Assessment of Quantum Mechanical Methods for Copper and Iron Complexes by Photoelectron Spectroscopy.

Abstract

Broken-symmetry density functional theory (BS-DFT) calculations are assessed for redox energetics [Cu(SCH3)2]1–/0, [Cu(NCS)2]1–/0, [FeCl4]1–/0, and [Fe(SCH3)4]1–/0 against vertical detachment energies (VDE) from valence photoelectron spectroscopy (PES), as a prelude to studies of metalloprotein analogs. The M06 and B3LYP hybrid functionals give VDE that agree with the PES VDE for the Fe complexes, but both underestimate it by ∼400 meV for the Cu complexes; other hybrid functionals give VDEs that are an increasing function of the amount of Hartree–Fock (HF) exchange and so cannot show good agreement for both Cu and Fe complexes.
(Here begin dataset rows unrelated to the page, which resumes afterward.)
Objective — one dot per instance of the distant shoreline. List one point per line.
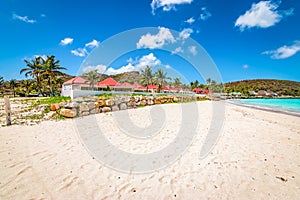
(265, 108)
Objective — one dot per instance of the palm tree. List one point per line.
(25, 85)
(92, 77)
(51, 69)
(34, 69)
(177, 82)
(161, 76)
(1, 83)
(146, 76)
(13, 84)
(208, 81)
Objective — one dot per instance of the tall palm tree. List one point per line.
(92, 77)
(51, 69)
(25, 85)
(208, 81)
(1, 83)
(177, 82)
(13, 84)
(161, 77)
(146, 76)
(34, 69)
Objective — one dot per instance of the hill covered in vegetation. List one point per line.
(281, 87)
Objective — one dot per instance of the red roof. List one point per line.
(152, 87)
(125, 85)
(77, 80)
(108, 81)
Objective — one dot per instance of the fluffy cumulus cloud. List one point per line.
(81, 52)
(66, 41)
(99, 68)
(193, 50)
(185, 33)
(284, 51)
(167, 5)
(177, 50)
(263, 14)
(132, 65)
(92, 44)
(204, 14)
(190, 20)
(163, 37)
(245, 66)
(23, 18)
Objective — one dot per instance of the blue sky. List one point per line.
(247, 39)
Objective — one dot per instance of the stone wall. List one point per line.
(79, 107)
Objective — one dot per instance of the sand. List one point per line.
(255, 157)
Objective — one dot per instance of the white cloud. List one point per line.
(167, 5)
(193, 50)
(163, 37)
(177, 50)
(66, 41)
(42, 56)
(263, 14)
(245, 66)
(205, 14)
(190, 20)
(99, 68)
(92, 44)
(284, 51)
(133, 65)
(127, 68)
(81, 52)
(185, 33)
(24, 19)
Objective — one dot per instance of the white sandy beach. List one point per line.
(256, 157)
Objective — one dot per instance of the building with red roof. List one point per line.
(108, 82)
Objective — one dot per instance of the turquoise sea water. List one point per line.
(292, 105)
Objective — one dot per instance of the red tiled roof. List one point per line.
(108, 81)
(152, 87)
(125, 85)
(77, 80)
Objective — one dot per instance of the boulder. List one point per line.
(150, 102)
(91, 105)
(106, 109)
(157, 101)
(143, 103)
(115, 108)
(54, 106)
(62, 104)
(84, 108)
(84, 113)
(68, 113)
(109, 102)
(71, 105)
(93, 111)
(100, 103)
(123, 106)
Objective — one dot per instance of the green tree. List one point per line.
(34, 69)
(13, 84)
(208, 81)
(25, 86)
(177, 82)
(51, 69)
(160, 77)
(92, 77)
(1, 84)
(146, 77)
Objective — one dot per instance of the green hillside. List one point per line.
(281, 87)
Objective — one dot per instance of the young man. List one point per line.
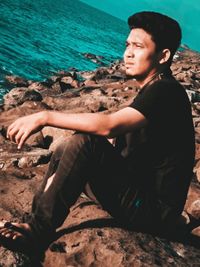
(143, 180)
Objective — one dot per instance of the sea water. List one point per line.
(39, 38)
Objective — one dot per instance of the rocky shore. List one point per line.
(89, 236)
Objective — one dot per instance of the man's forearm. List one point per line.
(94, 123)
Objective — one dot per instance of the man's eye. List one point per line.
(126, 44)
(138, 45)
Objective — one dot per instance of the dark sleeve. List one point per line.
(152, 100)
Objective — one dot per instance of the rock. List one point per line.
(194, 209)
(27, 157)
(18, 96)
(37, 86)
(91, 237)
(100, 74)
(16, 80)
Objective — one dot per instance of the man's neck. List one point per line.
(153, 76)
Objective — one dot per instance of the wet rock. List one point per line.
(18, 96)
(16, 80)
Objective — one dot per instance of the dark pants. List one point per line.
(87, 160)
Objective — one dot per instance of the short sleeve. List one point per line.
(151, 100)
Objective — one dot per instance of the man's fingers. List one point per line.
(22, 140)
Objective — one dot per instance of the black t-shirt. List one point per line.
(162, 154)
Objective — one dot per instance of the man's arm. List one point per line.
(108, 125)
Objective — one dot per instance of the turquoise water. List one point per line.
(38, 38)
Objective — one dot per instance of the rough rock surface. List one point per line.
(89, 236)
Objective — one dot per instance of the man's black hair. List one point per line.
(165, 31)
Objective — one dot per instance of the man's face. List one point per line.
(140, 57)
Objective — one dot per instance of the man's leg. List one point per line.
(83, 159)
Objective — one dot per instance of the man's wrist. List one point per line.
(44, 118)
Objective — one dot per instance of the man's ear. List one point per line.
(164, 55)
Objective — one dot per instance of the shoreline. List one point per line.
(105, 89)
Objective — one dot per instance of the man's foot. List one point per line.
(7, 230)
(19, 237)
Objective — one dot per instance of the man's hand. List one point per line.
(23, 127)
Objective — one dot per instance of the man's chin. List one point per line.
(130, 74)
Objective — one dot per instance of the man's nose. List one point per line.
(128, 52)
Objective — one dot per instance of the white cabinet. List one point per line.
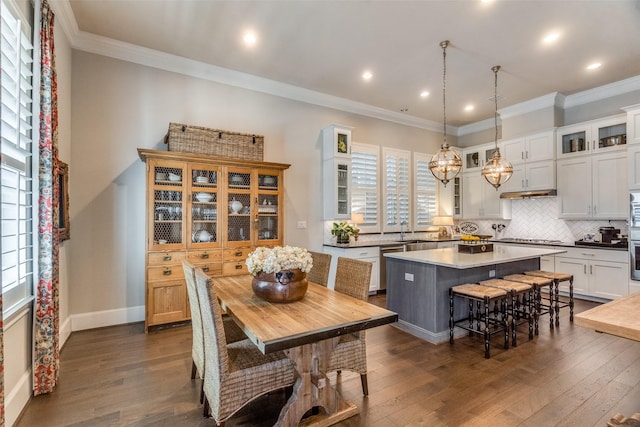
(592, 137)
(529, 148)
(633, 164)
(474, 158)
(593, 186)
(336, 170)
(479, 198)
(633, 124)
(531, 177)
(597, 273)
(371, 254)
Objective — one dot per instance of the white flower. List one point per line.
(279, 258)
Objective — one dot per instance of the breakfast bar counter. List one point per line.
(418, 282)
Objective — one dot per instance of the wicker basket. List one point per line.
(214, 142)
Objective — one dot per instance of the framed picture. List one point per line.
(63, 211)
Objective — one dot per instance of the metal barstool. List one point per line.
(486, 321)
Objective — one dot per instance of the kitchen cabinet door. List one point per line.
(574, 187)
(633, 165)
(609, 280)
(576, 267)
(610, 196)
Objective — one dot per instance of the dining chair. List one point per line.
(352, 278)
(320, 271)
(235, 373)
(233, 332)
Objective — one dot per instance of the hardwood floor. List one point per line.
(569, 377)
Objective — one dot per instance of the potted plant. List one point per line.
(344, 231)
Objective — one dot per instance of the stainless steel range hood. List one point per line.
(528, 194)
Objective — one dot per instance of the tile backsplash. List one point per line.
(538, 219)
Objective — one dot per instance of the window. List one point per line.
(425, 192)
(397, 187)
(16, 191)
(365, 188)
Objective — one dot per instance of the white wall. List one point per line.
(119, 106)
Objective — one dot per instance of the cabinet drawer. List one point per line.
(207, 255)
(239, 254)
(166, 257)
(589, 254)
(167, 272)
(210, 268)
(235, 268)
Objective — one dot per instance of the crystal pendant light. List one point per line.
(446, 163)
(497, 171)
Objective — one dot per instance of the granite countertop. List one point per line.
(450, 257)
(385, 243)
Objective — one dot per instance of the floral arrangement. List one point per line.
(344, 230)
(273, 260)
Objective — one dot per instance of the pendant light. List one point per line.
(446, 163)
(497, 171)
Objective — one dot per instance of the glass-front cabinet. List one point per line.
(592, 137)
(210, 211)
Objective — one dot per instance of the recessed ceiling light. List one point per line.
(550, 38)
(250, 38)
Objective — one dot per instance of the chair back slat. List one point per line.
(197, 349)
(353, 277)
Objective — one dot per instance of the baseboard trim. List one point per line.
(433, 338)
(17, 398)
(100, 319)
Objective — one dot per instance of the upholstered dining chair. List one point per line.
(352, 278)
(233, 332)
(320, 271)
(235, 373)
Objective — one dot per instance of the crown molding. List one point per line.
(104, 46)
(602, 92)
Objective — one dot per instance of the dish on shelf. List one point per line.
(236, 179)
(204, 197)
(467, 227)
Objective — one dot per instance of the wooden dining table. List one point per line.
(307, 331)
(618, 317)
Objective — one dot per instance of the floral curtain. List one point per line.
(1, 364)
(46, 328)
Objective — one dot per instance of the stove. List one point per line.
(530, 241)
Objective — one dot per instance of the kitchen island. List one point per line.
(418, 283)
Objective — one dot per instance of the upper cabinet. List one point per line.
(591, 137)
(530, 148)
(474, 158)
(336, 168)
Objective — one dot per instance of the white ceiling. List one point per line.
(325, 46)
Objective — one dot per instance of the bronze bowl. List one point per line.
(281, 287)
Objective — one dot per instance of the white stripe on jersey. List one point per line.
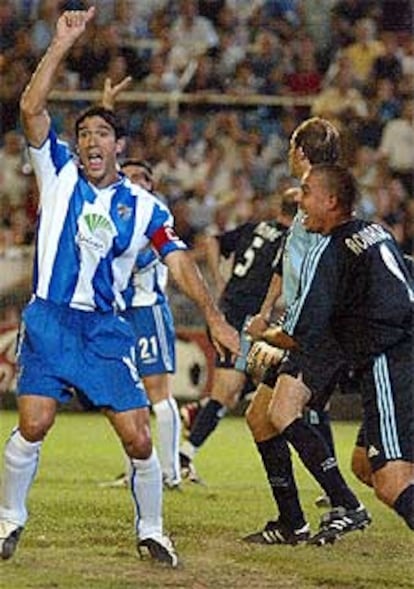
(150, 284)
(52, 217)
(122, 266)
(89, 238)
(91, 257)
(309, 268)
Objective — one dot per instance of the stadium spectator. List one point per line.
(192, 35)
(397, 146)
(388, 64)
(104, 222)
(363, 51)
(13, 184)
(340, 95)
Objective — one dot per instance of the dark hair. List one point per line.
(288, 205)
(340, 182)
(319, 140)
(104, 113)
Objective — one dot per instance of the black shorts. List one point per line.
(320, 371)
(388, 404)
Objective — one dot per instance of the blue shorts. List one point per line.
(154, 338)
(61, 349)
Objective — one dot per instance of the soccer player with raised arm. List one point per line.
(92, 224)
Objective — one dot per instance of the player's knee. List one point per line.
(35, 427)
(390, 480)
(139, 445)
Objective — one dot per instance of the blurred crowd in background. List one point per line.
(218, 165)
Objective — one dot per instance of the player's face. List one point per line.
(138, 175)
(98, 149)
(314, 202)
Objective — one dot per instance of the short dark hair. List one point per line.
(319, 140)
(340, 182)
(106, 114)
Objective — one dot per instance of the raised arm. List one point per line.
(187, 275)
(33, 103)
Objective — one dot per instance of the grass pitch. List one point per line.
(80, 536)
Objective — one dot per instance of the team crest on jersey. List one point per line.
(124, 212)
(95, 232)
(96, 221)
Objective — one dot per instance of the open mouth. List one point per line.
(95, 162)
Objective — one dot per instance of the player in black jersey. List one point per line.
(356, 291)
(255, 247)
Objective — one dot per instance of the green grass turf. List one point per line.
(80, 536)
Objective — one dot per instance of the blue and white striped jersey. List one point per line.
(149, 281)
(88, 238)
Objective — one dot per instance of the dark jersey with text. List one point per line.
(356, 285)
(255, 247)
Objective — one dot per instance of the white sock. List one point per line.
(169, 434)
(146, 486)
(188, 449)
(20, 463)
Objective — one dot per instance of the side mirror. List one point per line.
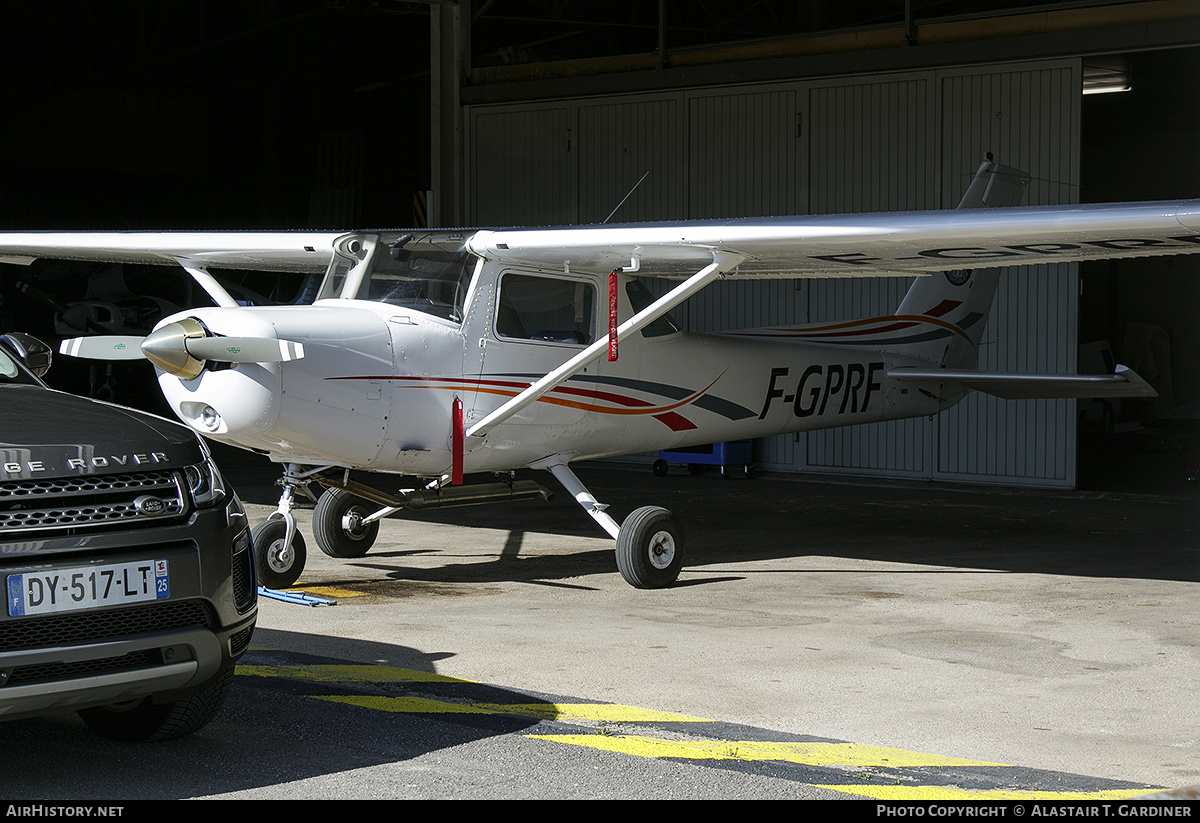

Range-separated (RS) functionals appear to give a better distribution of HF exchange since the negative HOMO energy is approximately equal to the VDEs but also give VDEs dependent on the amount of HF exchange, sometimes leading to ground states with incorrect electron configurations; the LRC-ωPBEh functional reduced to 10% HF exchange at short-range give somewhat better values for both, although still ∼150 meV too low for the Cu complexes and ∼50 meV too high for the Fe complexes. Overall, the results indicate that while HF exchange compensates for self-interaction error in DFT calculations of both Cu and Fe complexes, too much may lead to more sensitivity to nondynamical correlation in the spin-polarized Fe complexes.